Platform Services Degradation: Direct Delivery and Audiences stuck loading

Incident Report for Firstup

Postmortem

Summary: 

On July 23rd, 2025 we began receiving Customer reports of Audience and Direct Delivery pages failing to load. Audience pages were either returning HTTP 500 errors hanging during the page loading. This behavior was attributed to a code change which was released on July 22nd to improve detection of circular audience references. Circular audience references can occur when one audience refers to itself by being included in another existing audience. This code change had an unintended impact on page loading performance and audience resolution and was subsequently rolled back.

Impact: 

Performance degradation was observed across multiple areas of the Creator Studio, resulting in blocking some users from publishing Direct Delivery campaigns.  The following symptoms were observed while the problem was present:

  1. The Direct Delivery page failed to load or timed out for users across programs.
  2. Audience pages frequently returned 500 errors or hung during initial loading.

Root Cause: 

Root cause was determined to be due to a code change which was released on July 22nd that improved detection of circular audience references. Circular audience references when recalculated may result in errors or the audience itself being put into an erroneous state which will appear as archived and not able to be used in new or existing campaigns. The change made to prevent this condition from occurring had an unintended impact which led to drop in caching hit rates for the audience component, causing performance degradation in any Studio features relying on audience resolution.  A cache hit allows the audience compiler to reuse a stored result instead of recompiling the audience being referenced from scratch.  

Mitigation: 

A platform incident was declared at 11:20 am PT on Wednesday, July 23rd and the incident team determined the root cause at 11:56 pm PT. Issue was mitigated by rolling back that change and the cache hit rate returned to >98% from around 30%. Rollback completed by 3:30 pm PT mitigating the negative page performance issues seen on the Audience and Direct Delivery pages.

Recurrence Prevention: 

The following actions have been taken or have been identified as follow-up actions to commit to as a part of the formal RCA (Root Cause Assessment) process: 

● Load Testing and Analysis - More rigorous load testing and analysis to detect performance issues or latency spikes before a change goes live.

● Additional real-time monitoring has been implemented that will alert the Engineering team of overall % change in audience query compilation cache hit rate.

● Enhance our software change management policies to use feature flags for rollout of changes in performance sensitive areas of the platform to reduce rollback time.

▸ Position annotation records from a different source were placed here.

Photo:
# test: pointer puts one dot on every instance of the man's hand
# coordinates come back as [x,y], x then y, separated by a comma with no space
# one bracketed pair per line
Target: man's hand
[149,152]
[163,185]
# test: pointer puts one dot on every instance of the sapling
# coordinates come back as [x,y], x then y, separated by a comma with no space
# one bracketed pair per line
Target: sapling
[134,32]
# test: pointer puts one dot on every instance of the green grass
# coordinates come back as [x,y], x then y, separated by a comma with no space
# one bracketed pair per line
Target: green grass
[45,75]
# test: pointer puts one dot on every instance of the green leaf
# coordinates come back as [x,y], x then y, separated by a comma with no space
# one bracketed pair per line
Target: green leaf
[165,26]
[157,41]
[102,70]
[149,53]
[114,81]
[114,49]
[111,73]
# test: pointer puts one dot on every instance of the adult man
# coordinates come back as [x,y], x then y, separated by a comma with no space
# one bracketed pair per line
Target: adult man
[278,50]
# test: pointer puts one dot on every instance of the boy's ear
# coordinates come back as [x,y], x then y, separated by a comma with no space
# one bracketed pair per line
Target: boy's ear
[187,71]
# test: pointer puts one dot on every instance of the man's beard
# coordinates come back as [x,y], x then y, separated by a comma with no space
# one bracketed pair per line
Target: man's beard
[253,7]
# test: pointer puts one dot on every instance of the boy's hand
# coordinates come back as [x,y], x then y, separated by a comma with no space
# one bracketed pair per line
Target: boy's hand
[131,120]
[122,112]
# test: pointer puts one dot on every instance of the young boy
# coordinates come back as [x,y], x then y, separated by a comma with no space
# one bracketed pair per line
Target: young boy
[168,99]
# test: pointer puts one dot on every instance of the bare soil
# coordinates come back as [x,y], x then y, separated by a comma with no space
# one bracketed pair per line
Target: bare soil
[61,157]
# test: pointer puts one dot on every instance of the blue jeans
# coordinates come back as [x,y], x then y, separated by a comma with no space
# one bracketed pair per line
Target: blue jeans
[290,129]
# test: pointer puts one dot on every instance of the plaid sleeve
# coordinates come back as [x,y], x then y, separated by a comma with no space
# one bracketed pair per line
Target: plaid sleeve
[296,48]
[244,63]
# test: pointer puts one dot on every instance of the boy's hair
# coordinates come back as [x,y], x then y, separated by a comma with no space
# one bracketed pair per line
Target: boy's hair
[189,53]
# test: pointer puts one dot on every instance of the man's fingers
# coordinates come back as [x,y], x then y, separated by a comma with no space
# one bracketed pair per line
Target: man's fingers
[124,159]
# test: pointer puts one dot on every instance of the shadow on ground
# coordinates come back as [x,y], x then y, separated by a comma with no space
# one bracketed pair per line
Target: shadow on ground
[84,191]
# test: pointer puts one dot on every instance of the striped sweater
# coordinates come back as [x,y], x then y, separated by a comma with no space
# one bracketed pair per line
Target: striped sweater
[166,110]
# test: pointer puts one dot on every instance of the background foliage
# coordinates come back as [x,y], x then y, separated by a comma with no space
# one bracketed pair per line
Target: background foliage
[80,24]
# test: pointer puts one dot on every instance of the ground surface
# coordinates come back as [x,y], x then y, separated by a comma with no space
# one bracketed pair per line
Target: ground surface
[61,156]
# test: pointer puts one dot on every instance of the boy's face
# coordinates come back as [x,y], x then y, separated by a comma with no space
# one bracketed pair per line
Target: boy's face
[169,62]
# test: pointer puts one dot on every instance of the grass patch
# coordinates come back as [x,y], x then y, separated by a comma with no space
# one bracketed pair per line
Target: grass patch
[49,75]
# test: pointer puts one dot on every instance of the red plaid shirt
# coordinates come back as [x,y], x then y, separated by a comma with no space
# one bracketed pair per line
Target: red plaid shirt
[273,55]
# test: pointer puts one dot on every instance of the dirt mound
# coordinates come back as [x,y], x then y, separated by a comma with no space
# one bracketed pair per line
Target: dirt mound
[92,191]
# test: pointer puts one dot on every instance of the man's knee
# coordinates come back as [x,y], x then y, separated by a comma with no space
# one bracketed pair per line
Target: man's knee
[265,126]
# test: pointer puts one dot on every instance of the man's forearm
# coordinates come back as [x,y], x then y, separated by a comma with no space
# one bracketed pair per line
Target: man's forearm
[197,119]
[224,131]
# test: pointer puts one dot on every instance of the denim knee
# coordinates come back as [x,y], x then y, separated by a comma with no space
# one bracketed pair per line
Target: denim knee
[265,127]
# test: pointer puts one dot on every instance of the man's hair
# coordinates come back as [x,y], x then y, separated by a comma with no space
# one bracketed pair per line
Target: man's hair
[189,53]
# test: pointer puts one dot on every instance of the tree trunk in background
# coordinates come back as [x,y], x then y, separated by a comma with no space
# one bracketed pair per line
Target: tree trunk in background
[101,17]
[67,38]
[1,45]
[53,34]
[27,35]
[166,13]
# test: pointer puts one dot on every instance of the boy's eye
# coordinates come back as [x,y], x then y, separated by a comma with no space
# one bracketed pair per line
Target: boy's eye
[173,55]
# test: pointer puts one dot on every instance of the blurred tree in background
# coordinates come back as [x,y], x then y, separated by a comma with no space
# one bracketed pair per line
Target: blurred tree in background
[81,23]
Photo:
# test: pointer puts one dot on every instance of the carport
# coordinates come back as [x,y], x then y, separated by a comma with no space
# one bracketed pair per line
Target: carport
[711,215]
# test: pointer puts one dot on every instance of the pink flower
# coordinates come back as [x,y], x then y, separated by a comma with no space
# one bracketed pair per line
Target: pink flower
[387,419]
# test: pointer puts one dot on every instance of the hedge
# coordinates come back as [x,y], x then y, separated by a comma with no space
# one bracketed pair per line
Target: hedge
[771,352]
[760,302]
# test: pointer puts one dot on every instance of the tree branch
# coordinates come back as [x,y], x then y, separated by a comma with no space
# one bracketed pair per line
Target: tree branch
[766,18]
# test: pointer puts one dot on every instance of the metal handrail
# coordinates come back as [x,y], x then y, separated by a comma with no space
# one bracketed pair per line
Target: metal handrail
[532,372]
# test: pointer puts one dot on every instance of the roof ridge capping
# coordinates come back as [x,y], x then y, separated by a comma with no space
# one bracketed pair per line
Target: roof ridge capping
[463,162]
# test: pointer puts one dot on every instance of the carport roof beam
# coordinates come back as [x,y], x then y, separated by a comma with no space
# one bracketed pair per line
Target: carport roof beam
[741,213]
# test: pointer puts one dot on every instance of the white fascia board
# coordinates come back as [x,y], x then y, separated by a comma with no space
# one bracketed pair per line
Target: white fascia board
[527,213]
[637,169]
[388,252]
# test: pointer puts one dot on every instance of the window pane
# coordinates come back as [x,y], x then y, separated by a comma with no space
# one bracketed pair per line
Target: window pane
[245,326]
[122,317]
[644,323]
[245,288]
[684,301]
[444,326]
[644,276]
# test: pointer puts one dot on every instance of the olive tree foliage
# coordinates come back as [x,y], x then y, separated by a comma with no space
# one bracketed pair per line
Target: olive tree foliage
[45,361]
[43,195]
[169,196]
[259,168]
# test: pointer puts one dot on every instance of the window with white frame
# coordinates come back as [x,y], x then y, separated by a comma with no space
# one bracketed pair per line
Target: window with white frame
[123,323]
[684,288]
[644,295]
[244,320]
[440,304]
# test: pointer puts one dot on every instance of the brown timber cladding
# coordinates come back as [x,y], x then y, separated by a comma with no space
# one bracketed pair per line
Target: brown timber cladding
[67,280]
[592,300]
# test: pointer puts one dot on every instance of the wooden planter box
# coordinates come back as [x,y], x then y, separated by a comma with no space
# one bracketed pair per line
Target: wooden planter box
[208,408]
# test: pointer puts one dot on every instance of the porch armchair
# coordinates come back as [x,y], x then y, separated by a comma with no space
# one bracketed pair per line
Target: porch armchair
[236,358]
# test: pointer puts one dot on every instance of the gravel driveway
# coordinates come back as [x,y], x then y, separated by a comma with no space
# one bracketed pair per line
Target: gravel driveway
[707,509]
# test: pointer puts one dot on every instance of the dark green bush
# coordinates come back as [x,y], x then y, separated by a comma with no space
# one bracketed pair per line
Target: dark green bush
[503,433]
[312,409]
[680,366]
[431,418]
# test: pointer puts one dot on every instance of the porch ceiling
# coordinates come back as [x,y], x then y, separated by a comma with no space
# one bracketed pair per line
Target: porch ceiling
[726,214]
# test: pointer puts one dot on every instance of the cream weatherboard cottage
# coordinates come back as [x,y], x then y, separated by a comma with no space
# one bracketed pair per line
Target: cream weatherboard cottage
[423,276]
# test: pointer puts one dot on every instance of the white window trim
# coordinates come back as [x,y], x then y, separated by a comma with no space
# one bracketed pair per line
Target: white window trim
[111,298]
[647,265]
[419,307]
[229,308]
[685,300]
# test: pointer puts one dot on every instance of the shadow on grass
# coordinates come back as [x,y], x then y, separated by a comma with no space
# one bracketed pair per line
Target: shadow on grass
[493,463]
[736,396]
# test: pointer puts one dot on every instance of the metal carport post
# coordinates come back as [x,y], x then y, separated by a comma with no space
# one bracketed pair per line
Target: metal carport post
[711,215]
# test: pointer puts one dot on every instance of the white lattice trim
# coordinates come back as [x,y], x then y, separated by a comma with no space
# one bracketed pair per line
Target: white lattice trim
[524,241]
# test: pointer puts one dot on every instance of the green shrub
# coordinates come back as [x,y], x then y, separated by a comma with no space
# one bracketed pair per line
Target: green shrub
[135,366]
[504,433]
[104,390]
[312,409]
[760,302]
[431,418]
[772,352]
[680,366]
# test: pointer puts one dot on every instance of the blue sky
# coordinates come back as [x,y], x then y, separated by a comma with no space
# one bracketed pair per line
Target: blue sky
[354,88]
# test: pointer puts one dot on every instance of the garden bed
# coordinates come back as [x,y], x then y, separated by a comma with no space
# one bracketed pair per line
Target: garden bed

Posted Aug 18, 2025 - 08:55 UTC

Resolved

This incident is now resolved, and all associated services have remained available and fully operational.
Posted Jul 28, 2025 - 15:55 UTC

Monitoring

This issue has been mitigated, and the impacted services should now be fully operational.

We will be placing these services under monitoring for now.
Posted Jul 23, 2025 - 22:33 UTC

Update

We continue to work on mitigating this issue.

Another update within 1 hour.
Posted Jul 23, 2025 - 20:49 UTC

Identified

We have identified a potential root cause for this issue, and are working to mitigate it.

Another update within 1 hour.
Posted Jul 23, 2025 - 19:30 UTC

Investigating

We are investigating reports where the direct delivery and audiences page is stuck in a loading loop.

We will provide an update within 1 hour.
Posted Jul 23, 2025 - 18:32 UTC
This incident affected: Products (Creator Studio).